Jednak dzięki takiej jeździe krajobrazy za oknem nie migały, ale nieśpiesznie przesuwały. A było na co patrzeć , co jakiś czas zatrzymywaliśmy się i Eko ( farmerska krew) pokazywał nam drzewa i rośliny – kakaowce, kawowce, olbrzymie drzewa macadamia ( orzeszki), mango,papai , krzaki ananasów i oczywiście bananowce.

DSC05795

Flores jest rzadko zaludniona, mieszkańców jest ok.2 mln a na najgęściej zaludnionej Jawie żyje ich 40 mln. Flores zajmuje obszar porównywalny z powierzchnią województwa dolnośląskiego i wielkopolskiego, tyle ,że obróconych o 90 stopni. To oznacza ,że ludność na Flores mogłaby się zmieścić we Wrocławiu i Poznaniu , w porywach można do tego dodać jeszcze Kalisz.A Leszno gdzie? Na jawie …

DSC05803

Jeszcze przed Ruteng zatrzymujemy się przy polach ryżowych. Aby w pełni docenić ich obraz trzeba się wspiąć na górkę, ale warto to zrobić , bo ukazuje się obrazek jedyny w swoim rodzaju.To jedyne miejsce na świecie , gdzie pola ryżowe są dzielone na części, z góry wyglądające jak sieć pająka. Jest to dawny sposób podziału, ma on wpływać na jednoczenie się wspólnoty do pracy,praca rozpoczyna się zawsze od centralnego punktu, gdzie , zanim zacznie się sadzenie ryżu, odprawia się uroczystość i stawia wysoki słup.Nie wiem czy taka forma spełnia swoją rolę ale wygląda malowniczo.

RIMG0152

W Ruteng mieszkamy w hostelu , prowadzonym przez zakonnice.Jest czysto i porządnie , chociaż pokoje są urządzone są , hmm, surowo.Obok hostelu jest też internat dla zamiejscowych dzieci, przeważnie dziewczynek.

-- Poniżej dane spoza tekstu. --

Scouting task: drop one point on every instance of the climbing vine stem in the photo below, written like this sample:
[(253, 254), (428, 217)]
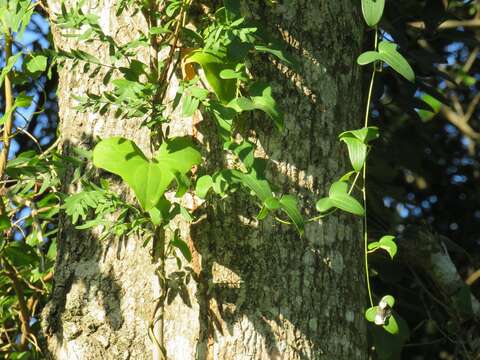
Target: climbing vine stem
[(364, 176)]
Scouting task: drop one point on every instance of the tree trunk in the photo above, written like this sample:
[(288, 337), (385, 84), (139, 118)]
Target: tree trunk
[(262, 292)]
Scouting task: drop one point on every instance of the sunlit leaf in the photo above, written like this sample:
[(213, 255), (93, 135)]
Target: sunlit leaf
[(372, 11)]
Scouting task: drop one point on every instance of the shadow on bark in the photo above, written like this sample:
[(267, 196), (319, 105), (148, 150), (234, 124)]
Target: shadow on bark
[(79, 256)]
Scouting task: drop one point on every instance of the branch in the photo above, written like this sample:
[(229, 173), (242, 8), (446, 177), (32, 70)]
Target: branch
[(23, 315), (7, 128)]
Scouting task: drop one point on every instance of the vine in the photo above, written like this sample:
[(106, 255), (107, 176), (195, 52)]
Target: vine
[(213, 54)]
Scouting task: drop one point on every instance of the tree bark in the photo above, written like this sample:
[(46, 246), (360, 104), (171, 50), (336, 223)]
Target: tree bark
[(261, 291)]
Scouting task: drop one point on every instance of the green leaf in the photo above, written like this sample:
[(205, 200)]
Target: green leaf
[(288, 204), (324, 204), (261, 95), (392, 57), (370, 313), (148, 179), (365, 135), (9, 66), (391, 325), (372, 11), (387, 52), (263, 213), (22, 100), (387, 243), (232, 74), (37, 63), (182, 246), (340, 198), (160, 212), (20, 254), (212, 66), (244, 150), (272, 203), (204, 184), (4, 222), (190, 105), (368, 57), (357, 152), (387, 299)]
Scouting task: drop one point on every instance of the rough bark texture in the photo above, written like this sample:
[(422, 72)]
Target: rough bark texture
[(263, 292)]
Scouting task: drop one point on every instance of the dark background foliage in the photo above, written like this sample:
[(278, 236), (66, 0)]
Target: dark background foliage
[(423, 172)]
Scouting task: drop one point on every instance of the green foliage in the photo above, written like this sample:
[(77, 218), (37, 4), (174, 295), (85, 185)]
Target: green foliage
[(387, 52), (372, 11), (386, 243), (149, 179)]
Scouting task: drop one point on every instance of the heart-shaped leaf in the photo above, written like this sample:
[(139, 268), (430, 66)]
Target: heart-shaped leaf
[(357, 152), (148, 179), (212, 66), (365, 135), (392, 57), (387, 244)]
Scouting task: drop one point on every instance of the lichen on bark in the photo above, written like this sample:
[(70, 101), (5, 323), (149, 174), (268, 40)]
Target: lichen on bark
[(262, 292)]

Samo miasto nie robi dobrego wrażenia , jest trochę brudnawe i zaniedbane, nie ma konkretnego centrum . Plusem jest za to nieobecność białych, poza kilkoma w naszym hotelu nie widać ich wcale. Miejscowe dzieciaki uśmiechają się do nas , jest ich masa, wysypują się z różnych szkół prawie bez przerwy. Ubrane są bardzo porządnie, każda szkoła czy nawet klasa ma swój rodzaj stroju , wszystkie są ładne i bardzo schludne. Niektórzy , śmielsi , podchodzą i chcą podszlifować angielski, ale dla jednych z naszej ekipy mówią zbyt dobrze , a innym ciężko ich zrozumieć, więc rozmowy są raczej krótkie. Ale dzieciaki wyglądają na usatysfakcjonowane, chętnie robią sobie z nami zdjęcia. Ach, ta popularność…

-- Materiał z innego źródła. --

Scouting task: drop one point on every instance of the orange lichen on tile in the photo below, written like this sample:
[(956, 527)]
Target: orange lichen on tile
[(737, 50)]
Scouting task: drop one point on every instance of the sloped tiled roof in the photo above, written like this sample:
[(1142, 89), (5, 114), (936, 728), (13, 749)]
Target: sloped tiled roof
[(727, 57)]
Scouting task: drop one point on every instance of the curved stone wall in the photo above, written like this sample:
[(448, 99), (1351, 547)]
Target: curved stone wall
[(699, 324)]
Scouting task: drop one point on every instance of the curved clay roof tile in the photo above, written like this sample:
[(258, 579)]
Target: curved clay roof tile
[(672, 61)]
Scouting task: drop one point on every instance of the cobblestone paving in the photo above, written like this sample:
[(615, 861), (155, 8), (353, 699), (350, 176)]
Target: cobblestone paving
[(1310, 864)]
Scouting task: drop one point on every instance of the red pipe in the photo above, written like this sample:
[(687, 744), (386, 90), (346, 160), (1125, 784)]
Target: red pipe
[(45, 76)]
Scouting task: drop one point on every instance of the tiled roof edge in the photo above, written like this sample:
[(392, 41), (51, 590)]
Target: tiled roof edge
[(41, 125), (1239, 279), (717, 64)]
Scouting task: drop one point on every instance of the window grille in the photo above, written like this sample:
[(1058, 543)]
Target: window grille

Zapasy alkoholu , przywiezione z Polski powoli się kończą, minęły już przecież trzy dni podróży , więc trzeba się poważnie zabrać za degustację miejscowych trunków, bez względu na ich walory smakowe. Niestety , w świętym przybytku nie ma szkła, nie ma lodówki a święci z obrazków popatrują surowo . Ale to nie może zrazić wytrawnych pijaków  podróżników . Najbardziej niewinnie wyglądające panienki udały się do kuchni po szklanki ,że niby będziemy robić herbatę. Zakonnica dołożyła im jeszcze łyżeczkę do zamieszania ale nie spytała , na szczęście, czy mamy zamiar robić herbatę w zimnej wodzie. Krzyżyk ze ściany został zdjęty a cieplutki arak został zasilony jeszcze cieplejszą colą.No cóż, taki mamy klimat…

Rano , po wytrawnym śniadanku z czerstwą bułeczką , margaryną i kapką dżemu truskawkowego ( po drodze plantacje truskawek nie rzucały się w oczy…) ruszyliśmy w dalszą podróż na zachód. Do Bajawy.